Minor league affiliations
- Class: Triple-A (2011–2013)
- League: Pacific Coast League (2011–2013)
- Conference: Pacific Conference
- Division: Southern Division

Major league affiliations
- Team: San Diego Padres (2011–2013)

Minor league titles
- League titles: none
- Division titles: none

Team data
- Name: Tucson Padres (2011–2013);
- Ballpark: Kino Veterans Memorial Stadium (2011–2013)

= Tucson Padres =

The Tucson Padres were a Minor League Baseball team based in Tucson, Arizona, that competed in the Pacific Coast League (PCL). They were the Triple-A affiliate for the San Diego Padres. The team moved to Tucson from Portland, Oregon, for the 2011 season. In April 2014, the team moved to El Paso, Texas, and changed their name to the El Paso Chihuahuas.

==Franchise history==
Following the 2010 season, the Portland Beavers were put up for sale after PGE Park (now Providence Park) was remodeled into a soccer-only configuration for the MLS's 2011 expansion Portland Timbers. In 2010, the Beavers were sold to Jeff Moorad, principal owner of the San Diego Padres.

===The Move to Tucson===
On October 19, 2010, it was announced a site in Escondido, California had been selected for the new home of the Portland Beavers. The new ballpark was scheduled to open in April 2013. Until the move to Escondido could be completed the Padres would play their home games at Kino Veterans Memorial Stadium in Tucson, Arizona. In May 2011, citing reasons of proposed redevelopment revenue confiscation by the State, the ballpark plans in Escondido were placed on indefinite hold.

===Franchise sale===
Following the California Supreme Court's decision to uphold the 2011 decision by the State to abolish redevelopment agencies it was decided by the Mayor of Escondido, Sam Abed, the city would not be able to build the proposed stadium. In reaction Jeff Moorad announced he would sell the team if a location within the San Diego area could not be found. No sites materialized and in December 2011, Moorad decided to place the Tucson Padres up for sale. By December 2011, Moorad had received offers from buyers in three cities outside California. No offers surfaced to keep the team in Tucson. As a result, the Padres played in Tucson for the 2012 season and, in July 2012, announced they would remain in Tucson for the 2013 season as well.
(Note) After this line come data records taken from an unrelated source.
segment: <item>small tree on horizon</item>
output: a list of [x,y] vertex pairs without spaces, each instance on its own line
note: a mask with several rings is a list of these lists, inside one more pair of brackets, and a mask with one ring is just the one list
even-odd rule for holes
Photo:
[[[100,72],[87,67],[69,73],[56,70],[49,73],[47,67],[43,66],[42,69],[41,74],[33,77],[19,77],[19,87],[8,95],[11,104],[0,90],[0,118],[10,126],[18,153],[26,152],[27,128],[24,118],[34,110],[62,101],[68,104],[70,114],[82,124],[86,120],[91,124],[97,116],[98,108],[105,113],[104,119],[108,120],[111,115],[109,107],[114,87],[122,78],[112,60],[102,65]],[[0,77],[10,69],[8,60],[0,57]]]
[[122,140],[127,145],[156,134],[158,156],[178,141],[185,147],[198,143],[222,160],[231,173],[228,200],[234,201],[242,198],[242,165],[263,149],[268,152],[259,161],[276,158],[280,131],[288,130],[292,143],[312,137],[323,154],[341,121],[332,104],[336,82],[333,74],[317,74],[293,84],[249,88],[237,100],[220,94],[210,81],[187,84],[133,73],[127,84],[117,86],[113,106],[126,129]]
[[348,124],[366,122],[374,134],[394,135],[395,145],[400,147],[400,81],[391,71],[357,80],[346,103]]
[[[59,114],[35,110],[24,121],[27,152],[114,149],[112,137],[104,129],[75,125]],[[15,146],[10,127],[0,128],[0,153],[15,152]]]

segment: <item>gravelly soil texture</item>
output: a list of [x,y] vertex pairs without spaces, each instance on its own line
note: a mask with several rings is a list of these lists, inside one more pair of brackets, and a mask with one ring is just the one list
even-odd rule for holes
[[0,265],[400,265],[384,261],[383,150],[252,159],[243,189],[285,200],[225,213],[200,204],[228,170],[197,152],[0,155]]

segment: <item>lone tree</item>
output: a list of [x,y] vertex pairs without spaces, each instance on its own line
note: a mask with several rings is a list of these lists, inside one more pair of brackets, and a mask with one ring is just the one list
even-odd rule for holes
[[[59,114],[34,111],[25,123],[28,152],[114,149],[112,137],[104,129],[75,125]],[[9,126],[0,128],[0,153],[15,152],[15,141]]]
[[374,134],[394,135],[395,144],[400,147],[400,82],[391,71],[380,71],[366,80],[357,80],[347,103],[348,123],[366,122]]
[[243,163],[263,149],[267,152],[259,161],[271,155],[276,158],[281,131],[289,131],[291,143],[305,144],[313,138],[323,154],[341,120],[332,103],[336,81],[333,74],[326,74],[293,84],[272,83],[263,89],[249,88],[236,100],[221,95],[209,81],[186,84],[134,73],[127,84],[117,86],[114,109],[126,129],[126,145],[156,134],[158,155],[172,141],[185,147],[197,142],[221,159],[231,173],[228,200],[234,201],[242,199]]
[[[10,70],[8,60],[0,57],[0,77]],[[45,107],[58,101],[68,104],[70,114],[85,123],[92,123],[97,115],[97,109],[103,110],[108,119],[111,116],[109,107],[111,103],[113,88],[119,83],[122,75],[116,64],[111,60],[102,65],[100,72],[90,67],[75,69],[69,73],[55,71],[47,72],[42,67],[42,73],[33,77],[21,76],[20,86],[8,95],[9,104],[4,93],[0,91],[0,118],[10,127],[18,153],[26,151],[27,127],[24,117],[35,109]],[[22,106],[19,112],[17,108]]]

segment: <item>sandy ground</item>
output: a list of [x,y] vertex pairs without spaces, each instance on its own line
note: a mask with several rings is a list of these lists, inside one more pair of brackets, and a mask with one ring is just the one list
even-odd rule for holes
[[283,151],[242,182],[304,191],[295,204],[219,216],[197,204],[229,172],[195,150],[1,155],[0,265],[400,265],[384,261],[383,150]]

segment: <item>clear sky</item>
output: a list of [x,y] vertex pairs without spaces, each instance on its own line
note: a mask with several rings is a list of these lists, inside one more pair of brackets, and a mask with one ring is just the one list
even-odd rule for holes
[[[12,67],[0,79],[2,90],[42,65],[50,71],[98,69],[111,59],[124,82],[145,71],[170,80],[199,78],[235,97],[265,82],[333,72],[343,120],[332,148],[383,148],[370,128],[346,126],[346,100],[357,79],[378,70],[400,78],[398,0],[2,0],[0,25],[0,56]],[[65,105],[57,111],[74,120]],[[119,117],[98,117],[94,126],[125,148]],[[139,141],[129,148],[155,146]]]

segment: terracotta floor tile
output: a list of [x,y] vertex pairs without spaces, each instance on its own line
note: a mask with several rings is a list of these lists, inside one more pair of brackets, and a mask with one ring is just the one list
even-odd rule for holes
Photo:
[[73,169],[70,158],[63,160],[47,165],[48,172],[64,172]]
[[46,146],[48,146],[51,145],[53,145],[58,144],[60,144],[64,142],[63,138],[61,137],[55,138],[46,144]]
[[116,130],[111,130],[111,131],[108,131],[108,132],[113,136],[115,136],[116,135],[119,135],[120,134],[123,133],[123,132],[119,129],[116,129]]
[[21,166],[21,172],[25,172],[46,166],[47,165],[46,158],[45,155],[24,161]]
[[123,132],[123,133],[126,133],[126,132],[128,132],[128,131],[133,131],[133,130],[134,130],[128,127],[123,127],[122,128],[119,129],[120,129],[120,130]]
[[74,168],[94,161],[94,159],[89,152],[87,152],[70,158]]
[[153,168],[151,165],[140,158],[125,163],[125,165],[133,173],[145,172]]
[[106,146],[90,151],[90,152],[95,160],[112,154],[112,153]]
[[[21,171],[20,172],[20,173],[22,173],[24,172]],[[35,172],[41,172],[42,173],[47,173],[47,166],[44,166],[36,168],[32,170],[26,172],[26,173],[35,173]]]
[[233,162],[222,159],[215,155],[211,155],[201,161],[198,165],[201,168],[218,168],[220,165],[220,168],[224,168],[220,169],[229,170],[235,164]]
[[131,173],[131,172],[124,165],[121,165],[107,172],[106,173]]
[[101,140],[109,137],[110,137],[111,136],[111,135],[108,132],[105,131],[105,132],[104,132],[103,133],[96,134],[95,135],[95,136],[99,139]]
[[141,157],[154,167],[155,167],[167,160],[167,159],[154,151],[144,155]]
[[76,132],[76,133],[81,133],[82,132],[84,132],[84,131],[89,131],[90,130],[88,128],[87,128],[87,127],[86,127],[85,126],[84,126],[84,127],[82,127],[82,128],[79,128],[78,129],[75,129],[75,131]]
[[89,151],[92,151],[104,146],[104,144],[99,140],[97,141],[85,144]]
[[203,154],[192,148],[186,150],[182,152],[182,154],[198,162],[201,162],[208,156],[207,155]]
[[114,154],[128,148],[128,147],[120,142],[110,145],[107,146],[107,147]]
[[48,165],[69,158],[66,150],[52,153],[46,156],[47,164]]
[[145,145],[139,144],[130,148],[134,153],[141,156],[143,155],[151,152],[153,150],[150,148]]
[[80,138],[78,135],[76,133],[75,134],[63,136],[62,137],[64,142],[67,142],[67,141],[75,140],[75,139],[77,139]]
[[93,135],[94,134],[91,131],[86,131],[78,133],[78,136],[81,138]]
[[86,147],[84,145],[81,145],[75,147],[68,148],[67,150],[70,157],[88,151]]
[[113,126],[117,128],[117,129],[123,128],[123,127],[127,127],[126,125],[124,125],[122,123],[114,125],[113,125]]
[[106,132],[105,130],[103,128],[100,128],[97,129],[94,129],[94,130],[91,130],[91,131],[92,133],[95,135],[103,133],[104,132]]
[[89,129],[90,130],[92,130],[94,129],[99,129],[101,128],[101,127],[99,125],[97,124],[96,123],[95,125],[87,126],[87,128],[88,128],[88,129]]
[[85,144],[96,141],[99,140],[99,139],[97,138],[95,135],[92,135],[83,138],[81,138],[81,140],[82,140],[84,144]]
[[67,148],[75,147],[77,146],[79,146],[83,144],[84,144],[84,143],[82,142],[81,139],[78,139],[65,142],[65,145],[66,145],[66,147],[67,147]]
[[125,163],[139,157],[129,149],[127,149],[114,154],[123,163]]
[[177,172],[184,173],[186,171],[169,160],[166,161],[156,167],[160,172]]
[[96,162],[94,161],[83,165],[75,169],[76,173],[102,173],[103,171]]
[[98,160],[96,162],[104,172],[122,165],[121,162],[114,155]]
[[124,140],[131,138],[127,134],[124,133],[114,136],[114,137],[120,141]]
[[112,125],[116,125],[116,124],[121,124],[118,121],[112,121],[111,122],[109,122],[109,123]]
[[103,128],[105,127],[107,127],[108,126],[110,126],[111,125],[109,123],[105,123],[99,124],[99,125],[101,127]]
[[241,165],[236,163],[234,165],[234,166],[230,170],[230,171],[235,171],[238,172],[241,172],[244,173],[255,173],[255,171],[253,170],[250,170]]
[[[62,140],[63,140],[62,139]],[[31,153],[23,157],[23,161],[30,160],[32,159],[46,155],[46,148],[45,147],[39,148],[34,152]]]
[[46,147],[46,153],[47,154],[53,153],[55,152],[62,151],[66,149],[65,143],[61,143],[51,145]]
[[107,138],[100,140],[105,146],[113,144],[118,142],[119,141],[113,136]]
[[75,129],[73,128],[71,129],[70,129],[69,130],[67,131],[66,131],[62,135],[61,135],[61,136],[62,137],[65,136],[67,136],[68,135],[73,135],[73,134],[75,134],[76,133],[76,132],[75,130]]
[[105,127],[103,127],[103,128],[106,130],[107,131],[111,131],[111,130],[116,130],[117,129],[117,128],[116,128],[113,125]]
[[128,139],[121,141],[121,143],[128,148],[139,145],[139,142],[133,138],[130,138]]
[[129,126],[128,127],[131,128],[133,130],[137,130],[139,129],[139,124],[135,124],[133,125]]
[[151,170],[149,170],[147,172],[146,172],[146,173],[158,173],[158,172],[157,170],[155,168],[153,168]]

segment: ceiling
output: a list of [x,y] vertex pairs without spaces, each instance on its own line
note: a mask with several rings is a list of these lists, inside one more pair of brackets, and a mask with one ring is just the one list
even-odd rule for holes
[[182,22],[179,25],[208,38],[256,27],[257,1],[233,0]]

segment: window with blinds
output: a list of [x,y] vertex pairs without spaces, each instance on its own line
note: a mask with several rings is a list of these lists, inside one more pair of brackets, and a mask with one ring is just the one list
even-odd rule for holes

===Relocation to El Paso===
On July 30, 2012, the Pacific Coast League gave preliminary approval to MountainStar Sports Group, an ownership group based out of El Paso, Texas, for the purchase of the Tucson Padres. The final sale of the Padres to MountainStar Sports was approved on September 26, 2012. On October 22, 2013 in front of a capacity crowd inside the historic Plaza Theater in Downtown El Paso, the MountainStar Sports Group announced that the team would officially be renamed as the El Paso Chihuahuas.